Programming with LLMs and good feedback loops

Published on: 11/17/2024

I am never using online chat LLMs for programming again

This is my second time trying to make an extension with the help of LLMs. This time the project was less defined and larger (roughly 20 hours of work). The help I received from the LLM was most useful during the start - it could quickly make a working skeleton of the project. But the more specific my requirements got, the less useful the LLM was. One conclusion that I repeated from my previous experiment was that the LLM has to be integrated into the coding environment.

Programming offline and using LLMs online

Similarly to my previous post, it’s painfully obvious that coding online with LLMs is more painful compared to using it integrated into the environment.

For one, copy-pasting code back and forth to onlne interface LLMs seems to require a lot of tokens - and the only moment that a lot of text from LLMs is useful is at the very start. At the start, it generates a lot of correct-looking code from the requirements. This is a great time-saver since reading code is faster than writing and it lets you start focusing on the crucial parts of the app. But later on, every little change that should be made requires copy-pasting code - and copy-pasting makes for slower iteration loops than just staying in a single environment.

The second way that using the tool online was painful is because as time goes by, I made changes that the LLM wasn’t aware of. That happened because I was using multiple LLMs windows in parallel and I also made code changes on my own. When a moment to debug something came, I had to repeatedly copy paste the code thing to enable the LLM to even try to fix it. Whenever there is a problem, I need to paste in my best guess of the whole stack of where the problem is. Sometimes, that is more complicated than writing a toy example where the code fails myself.

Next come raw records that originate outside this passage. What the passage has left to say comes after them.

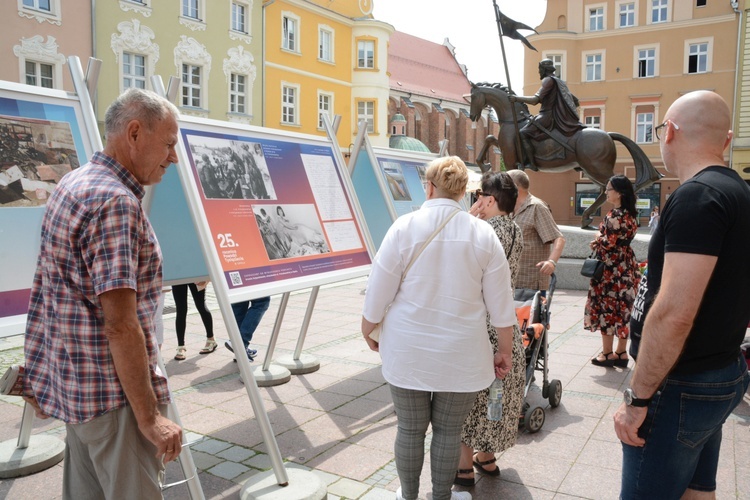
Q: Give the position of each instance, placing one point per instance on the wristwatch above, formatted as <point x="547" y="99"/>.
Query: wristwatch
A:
<point x="632" y="400"/>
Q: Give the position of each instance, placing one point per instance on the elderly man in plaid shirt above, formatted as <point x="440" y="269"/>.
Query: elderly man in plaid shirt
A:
<point x="91" y="355"/>
<point x="543" y="242"/>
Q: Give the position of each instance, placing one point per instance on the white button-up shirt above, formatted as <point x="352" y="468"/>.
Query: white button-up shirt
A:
<point x="434" y="336"/>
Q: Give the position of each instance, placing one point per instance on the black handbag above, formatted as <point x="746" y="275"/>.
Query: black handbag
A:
<point x="592" y="267"/>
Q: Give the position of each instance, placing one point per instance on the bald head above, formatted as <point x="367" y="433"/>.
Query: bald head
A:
<point x="698" y="132"/>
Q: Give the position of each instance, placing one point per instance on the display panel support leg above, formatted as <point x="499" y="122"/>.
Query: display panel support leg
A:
<point x="300" y="363"/>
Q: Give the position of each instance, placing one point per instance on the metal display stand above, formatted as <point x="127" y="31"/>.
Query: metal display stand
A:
<point x="30" y="454"/>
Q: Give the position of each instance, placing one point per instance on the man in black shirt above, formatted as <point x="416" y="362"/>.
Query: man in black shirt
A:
<point x="690" y="314"/>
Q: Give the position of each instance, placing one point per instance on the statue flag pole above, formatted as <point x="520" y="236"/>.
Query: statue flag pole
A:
<point x="498" y="19"/>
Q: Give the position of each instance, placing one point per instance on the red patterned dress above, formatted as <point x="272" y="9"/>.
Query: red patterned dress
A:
<point x="611" y="298"/>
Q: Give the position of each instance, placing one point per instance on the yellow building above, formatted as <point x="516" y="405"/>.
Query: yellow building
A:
<point x="627" y="61"/>
<point x="326" y="57"/>
<point x="213" y="48"/>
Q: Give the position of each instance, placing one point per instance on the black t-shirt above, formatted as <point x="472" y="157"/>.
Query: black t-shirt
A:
<point x="710" y="215"/>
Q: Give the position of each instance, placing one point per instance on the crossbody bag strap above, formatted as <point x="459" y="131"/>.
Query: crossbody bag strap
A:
<point x="424" y="245"/>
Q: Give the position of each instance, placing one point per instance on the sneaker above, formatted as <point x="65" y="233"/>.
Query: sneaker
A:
<point x="251" y="353"/>
<point x="455" y="495"/>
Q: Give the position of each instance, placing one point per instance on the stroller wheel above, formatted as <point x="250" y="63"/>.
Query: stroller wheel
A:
<point x="555" y="393"/>
<point x="534" y="419"/>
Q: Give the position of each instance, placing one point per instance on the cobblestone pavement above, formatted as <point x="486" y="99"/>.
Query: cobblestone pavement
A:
<point x="338" y="422"/>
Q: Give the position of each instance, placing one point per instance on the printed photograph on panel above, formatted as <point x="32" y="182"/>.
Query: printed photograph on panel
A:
<point x="34" y="155"/>
<point x="290" y="230"/>
<point x="230" y="169"/>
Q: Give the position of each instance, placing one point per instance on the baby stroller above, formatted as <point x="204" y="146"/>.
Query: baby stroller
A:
<point x="532" y="311"/>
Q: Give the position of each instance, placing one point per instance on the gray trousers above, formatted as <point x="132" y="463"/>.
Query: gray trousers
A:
<point x="415" y="411"/>
<point x="109" y="458"/>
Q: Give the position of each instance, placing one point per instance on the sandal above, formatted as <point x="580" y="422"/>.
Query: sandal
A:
<point x="478" y="466"/>
<point x="620" y="361"/>
<point x="466" y="482"/>
<point x="180" y="354"/>
<point x="608" y="363"/>
<point x="209" y="347"/>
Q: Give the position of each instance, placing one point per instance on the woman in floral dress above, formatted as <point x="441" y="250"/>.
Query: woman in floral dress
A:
<point x="496" y="201"/>
<point x="611" y="298"/>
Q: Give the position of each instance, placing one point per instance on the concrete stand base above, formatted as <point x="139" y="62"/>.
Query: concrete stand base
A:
<point x="303" y="485"/>
<point x="42" y="453"/>
<point x="275" y="375"/>
<point x="305" y="364"/>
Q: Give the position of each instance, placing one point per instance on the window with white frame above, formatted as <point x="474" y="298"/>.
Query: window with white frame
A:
<point x="366" y="54"/>
<point x="135" y="52"/>
<point x="133" y="70"/>
<point x="596" y="18"/>
<point x="191" y="9"/>
<point x="593" y="121"/>
<point x="325" y="44"/>
<point x="289" y="104"/>
<point x="40" y="10"/>
<point x="290" y="35"/>
<point x="366" y="111"/>
<point x="38" y="4"/>
<point x="237" y="93"/>
<point x="627" y="15"/>
<point x="239" y="21"/>
<point x="644" y="128"/>
<point x="646" y="62"/>
<point x="191" y="85"/>
<point x="698" y="57"/>
<point x="557" y="61"/>
<point x="40" y="74"/>
<point x="594" y="67"/>
<point x="39" y="62"/>
<point x="325" y="107"/>
<point x="659" y="11"/>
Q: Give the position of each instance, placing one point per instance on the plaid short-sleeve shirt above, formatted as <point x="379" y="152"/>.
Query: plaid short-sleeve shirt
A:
<point x="539" y="231"/>
<point x="95" y="238"/>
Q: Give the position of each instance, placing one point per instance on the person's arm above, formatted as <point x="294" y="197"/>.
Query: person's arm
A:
<point x="548" y="266"/>
<point x="665" y="331"/>
<point x="127" y="345"/>
<point x="504" y="355"/>
<point x="367" y="328"/>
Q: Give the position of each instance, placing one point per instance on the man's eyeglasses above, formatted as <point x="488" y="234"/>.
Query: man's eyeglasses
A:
<point x="656" y="129"/>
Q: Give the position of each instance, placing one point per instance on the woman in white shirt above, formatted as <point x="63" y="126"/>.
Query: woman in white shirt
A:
<point x="434" y="344"/>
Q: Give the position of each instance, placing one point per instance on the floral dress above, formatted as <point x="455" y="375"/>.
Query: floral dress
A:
<point x="478" y="432"/>
<point x="611" y="298"/>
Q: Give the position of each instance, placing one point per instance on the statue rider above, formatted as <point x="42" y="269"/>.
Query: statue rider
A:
<point x="558" y="112"/>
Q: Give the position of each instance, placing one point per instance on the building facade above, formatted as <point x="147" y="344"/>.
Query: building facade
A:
<point x="627" y="61"/>
<point x="740" y="156"/>
<point x="428" y="88"/>
<point x="213" y="49"/>
<point x="37" y="38"/>
<point x="326" y="58"/>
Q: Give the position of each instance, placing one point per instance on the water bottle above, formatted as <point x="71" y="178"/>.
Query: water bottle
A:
<point x="495" y="401"/>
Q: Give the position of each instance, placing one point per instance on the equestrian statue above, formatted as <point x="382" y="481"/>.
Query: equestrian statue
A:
<point x="554" y="140"/>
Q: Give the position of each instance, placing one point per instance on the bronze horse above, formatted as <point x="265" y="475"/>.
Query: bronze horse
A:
<point x="590" y="150"/>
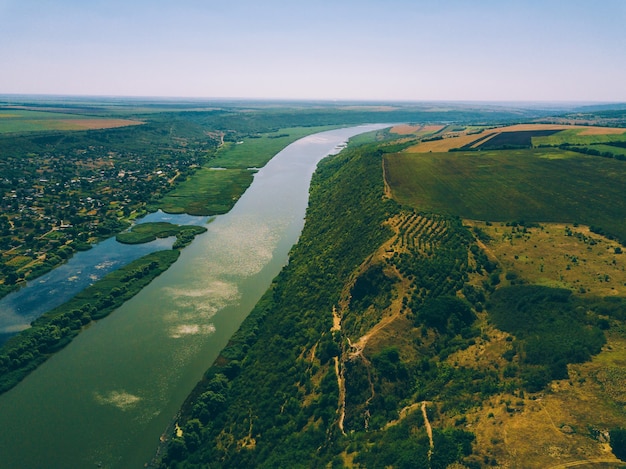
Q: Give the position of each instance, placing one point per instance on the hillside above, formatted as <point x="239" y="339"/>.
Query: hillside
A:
<point x="388" y="341"/>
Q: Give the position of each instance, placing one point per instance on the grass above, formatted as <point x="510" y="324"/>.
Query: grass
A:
<point x="578" y="136"/>
<point x="558" y="255"/>
<point x="207" y="192"/>
<point x="255" y="152"/>
<point x="558" y="425"/>
<point x="215" y="188"/>
<point x="533" y="185"/>
<point x="146" y="232"/>
<point x="17" y="121"/>
<point x="56" y="328"/>
<point x="608" y="148"/>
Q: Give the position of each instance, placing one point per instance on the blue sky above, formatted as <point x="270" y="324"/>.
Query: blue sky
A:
<point x="511" y="50"/>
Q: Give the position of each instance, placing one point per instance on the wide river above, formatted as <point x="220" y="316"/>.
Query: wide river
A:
<point x="105" y="399"/>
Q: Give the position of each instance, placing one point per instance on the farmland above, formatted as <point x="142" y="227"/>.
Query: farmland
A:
<point x="18" y="120"/>
<point x="531" y="185"/>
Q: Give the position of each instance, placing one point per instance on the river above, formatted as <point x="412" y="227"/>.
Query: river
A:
<point x="105" y="399"/>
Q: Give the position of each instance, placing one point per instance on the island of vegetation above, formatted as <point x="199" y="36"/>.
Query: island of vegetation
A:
<point x="74" y="174"/>
<point x="146" y="232"/>
<point x="435" y="302"/>
<point x="454" y="283"/>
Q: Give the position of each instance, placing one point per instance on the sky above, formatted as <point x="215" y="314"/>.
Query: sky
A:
<point x="382" y="50"/>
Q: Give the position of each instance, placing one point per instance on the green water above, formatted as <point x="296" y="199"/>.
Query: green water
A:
<point x="105" y="400"/>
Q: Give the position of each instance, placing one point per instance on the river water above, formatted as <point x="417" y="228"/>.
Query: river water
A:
<point x="105" y="399"/>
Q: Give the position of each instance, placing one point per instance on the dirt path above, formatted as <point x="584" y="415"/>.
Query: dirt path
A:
<point x="357" y="347"/>
<point x="429" y="430"/>
<point x="341" y="382"/>
<point x="586" y="462"/>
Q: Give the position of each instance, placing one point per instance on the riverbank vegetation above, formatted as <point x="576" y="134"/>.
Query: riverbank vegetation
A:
<point x="401" y="335"/>
<point x="146" y="232"/>
<point x="63" y="189"/>
<point x="51" y="332"/>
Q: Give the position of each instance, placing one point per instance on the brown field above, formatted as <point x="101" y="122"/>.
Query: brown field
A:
<point x="444" y="145"/>
<point x="602" y="131"/>
<point x="405" y="129"/>
<point x="454" y="140"/>
<point x="92" y="124"/>
<point x="527" y="127"/>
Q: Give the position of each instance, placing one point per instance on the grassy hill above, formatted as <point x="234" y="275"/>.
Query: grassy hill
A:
<point x="401" y="336"/>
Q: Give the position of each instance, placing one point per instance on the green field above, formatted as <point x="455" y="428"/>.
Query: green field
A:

Having better feedback loops is better programming

From the above, it seems that a big problem with the ‘offline programming, online LLM’ system is that the feedback loop is slow. The faster feedback loop would have the LLM live on top of the code so that there is no need for additional copy-pasting.

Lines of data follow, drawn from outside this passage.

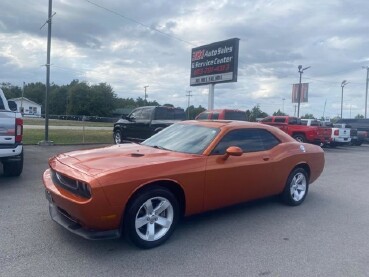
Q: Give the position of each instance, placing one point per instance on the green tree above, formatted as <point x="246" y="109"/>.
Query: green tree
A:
<point x="78" y="99"/>
<point x="58" y="100"/>
<point x="11" y="91"/>
<point x="36" y="93"/>
<point x="101" y="100"/>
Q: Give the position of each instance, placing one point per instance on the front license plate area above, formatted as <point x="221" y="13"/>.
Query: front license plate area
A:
<point x="48" y="196"/>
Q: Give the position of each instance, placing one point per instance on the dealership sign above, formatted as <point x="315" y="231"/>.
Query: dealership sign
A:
<point x="303" y="95"/>
<point x="215" y="63"/>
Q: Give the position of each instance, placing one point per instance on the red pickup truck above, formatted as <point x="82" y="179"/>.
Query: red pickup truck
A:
<point x="300" y="131"/>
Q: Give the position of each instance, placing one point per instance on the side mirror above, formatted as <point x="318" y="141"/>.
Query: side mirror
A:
<point x="12" y="106"/>
<point x="232" y="151"/>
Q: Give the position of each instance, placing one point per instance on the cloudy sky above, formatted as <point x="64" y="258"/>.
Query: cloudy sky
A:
<point x="130" y="44"/>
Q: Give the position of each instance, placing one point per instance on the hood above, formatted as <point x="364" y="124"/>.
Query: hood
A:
<point x="118" y="157"/>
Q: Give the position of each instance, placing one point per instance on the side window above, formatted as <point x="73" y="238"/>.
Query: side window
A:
<point x="136" y="114"/>
<point x="293" y="121"/>
<point x="145" y="114"/>
<point x="280" y="119"/>
<point x="214" y="116"/>
<point x="249" y="140"/>
<point x="164" y="113"/>
<point x="267" y="119"/>
<point x="203" y="116"/>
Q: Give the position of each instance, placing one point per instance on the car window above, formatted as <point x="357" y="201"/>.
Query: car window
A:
<point x="267" y="119"/>
<point x="202" y="116"/>
<point x="214" y="116"/>
<point x="185" y="138"/>
<point x="145" y="114"/>
<point x="280" y="119"/>
<point x="165" y="113"/>
<point x="249" y="140"/>
<point x="235" y="115"/>
<point x="136" y="114"/>
<point x="294" y="121"/>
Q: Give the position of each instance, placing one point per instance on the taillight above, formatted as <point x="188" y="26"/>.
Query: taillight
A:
<point x="18" y="129"/>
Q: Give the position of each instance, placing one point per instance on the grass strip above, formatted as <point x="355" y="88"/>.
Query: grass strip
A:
<point x="33" y="136"/>
<point x="57" y="122"/>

But, this idea of fast feedback loops seems to extend much beyond avoiding copy-pasting code. Everything that the code interacts with is a kind of a feedback loop to the programmer - the LLM as a coding assistant could try to automate the reasoning on top of every feedback loop.

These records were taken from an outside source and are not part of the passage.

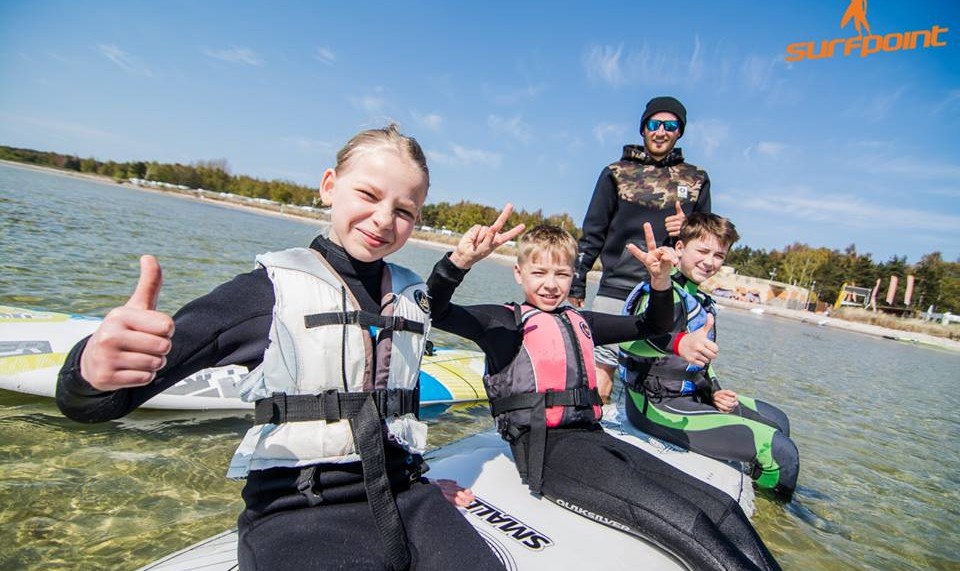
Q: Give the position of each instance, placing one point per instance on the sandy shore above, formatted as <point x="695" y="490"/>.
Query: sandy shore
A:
<point x="821" y="320"/>
<point x="802" y="316"/>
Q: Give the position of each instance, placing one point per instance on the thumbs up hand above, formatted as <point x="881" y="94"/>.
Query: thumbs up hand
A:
<point x="131" y="344"/>
<point x="675" y="221"/>
<point x="696" y="348"/>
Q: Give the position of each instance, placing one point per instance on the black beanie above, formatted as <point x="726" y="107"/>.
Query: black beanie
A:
<point x="668" y="104"/>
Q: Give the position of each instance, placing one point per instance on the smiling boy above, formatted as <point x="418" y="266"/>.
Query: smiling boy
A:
<point x="543" y="395"/>
<point x="682" y="402"/>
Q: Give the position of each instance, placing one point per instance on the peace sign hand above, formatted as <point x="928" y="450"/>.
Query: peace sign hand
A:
<point x="480" y="241"/>
<point x="659" y="261"/>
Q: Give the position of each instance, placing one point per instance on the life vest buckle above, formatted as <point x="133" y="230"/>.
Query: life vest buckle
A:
<point x="331" y="406"/>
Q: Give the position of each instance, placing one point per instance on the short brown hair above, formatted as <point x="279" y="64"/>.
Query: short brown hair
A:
<point x="547" y="239"/>
<point x="701" y="225"/>
<point x="389" y="136"/>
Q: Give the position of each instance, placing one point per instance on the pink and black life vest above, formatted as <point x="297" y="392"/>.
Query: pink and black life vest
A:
<point x="550" y="383"/>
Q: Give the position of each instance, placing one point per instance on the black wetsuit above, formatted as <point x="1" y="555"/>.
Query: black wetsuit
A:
<point x="279" y="529"/>
<point x="586" y="468"/>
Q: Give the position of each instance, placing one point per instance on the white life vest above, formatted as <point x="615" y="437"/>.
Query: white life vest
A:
<point x="322" y="344"/>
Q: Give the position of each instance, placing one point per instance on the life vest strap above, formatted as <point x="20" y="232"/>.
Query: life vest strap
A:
<point x="580" y="397"/>
<point x="332" y="405"/>
<point x="364" y="318"/>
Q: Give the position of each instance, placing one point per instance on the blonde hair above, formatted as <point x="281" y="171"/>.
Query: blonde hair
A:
<point x="700" y="225"/>
<point x="547" y="240"/>
<point x="390" y="137"/>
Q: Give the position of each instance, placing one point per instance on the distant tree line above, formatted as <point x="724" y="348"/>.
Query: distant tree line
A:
<point x="461" y="216"/>
<point x="825" y="271"/>
<point x="209" y="175"/>
<point x="937" y="282"/>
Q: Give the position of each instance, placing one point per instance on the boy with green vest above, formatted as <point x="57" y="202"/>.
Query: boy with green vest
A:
<point x="682" y="402"/>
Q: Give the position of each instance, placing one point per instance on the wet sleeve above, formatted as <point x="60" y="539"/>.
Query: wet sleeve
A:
<point x="656" y="321"/>
<point x="443" y="281"/>
<point x="230" y="325"/>
<point x="596" y="224"/>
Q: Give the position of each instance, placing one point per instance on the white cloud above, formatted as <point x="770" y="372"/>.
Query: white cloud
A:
<point x="605" y="131"/>
<point x="306" y="144"/>
<point x="515" y="96"/>
<point x="122" y="59"/>
<point x="603" y="63"/>
<point x="59" y="127"/>
<point x="844" y="210"/>
<point x="695" y="67"/>
<point x="513" y="127"/>
<point x="771" y="148"/>
<point x="462" y="156"/>
<point x="325" y="55"/>
<point x="948" y="104"/>
<point x="757" y="73"/>
<point x="244" y="56"/>
<point x="432" y="121"/>
<point x="371" y="104"/>
<point x="879" y="108"/>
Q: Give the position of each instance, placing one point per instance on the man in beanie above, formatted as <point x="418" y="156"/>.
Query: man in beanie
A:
<point x="650" y="183"/>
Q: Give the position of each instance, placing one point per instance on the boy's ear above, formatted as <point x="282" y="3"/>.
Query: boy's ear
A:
<point x="326" y="186"/>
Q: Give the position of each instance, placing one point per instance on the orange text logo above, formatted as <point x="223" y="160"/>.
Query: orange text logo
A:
<point x="865" y="43"/>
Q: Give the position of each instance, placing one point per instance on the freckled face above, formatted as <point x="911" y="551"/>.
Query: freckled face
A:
<point x="701" y="258"/>
<point x="375" y="201"/>
<point x="545" y="279"/>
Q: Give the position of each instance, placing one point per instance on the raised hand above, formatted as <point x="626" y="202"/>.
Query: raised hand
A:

Let’s think of some feedback loops that we use, and that the LLM could also use:

un/successful execution of tests - if the tests are fast enough, LLM could iterate on its own when writing code,
fuzzy testing - the LLM might even be aware of which parts could be fuzzed and do that on its own,
UI testing - if there is an interaction that causes the program to crash or not display something, the programmer knows that something is broken. This is harder to achieve than other points since the UI is not naturally text based, but with LLMs controling the operating system there might be some new ways of doing things…

Browser UI design

A problem I had was why the script doesn’t run twice within the browser. To debug, I made a simple version that tests if anything runs twice, and then made it more and more similar to the original script (the conclusion was that whenever I had a let or class keyword, things broke).

If we could somehow make the LLM aware of what is happening during web app testing, make it aware of the steps we are taking and what was the result, some new capabilities might be unlocked (or technology to do this already exists). To ahchieve that, we would need to give the LLM (or any agent for that matter) the ability to interact with the browser, and make it aware of changes happening within it. Some browser tools like Playwright do give the ability to interact, so the main problem is around describing the UI changes.

With the advent of multi-modal LLMs, we could bring a tank to a knife fight by only relying on the LLM visually understanding what’s happening, but another possiblity is to have an abstracted language that describes what happens in the browser.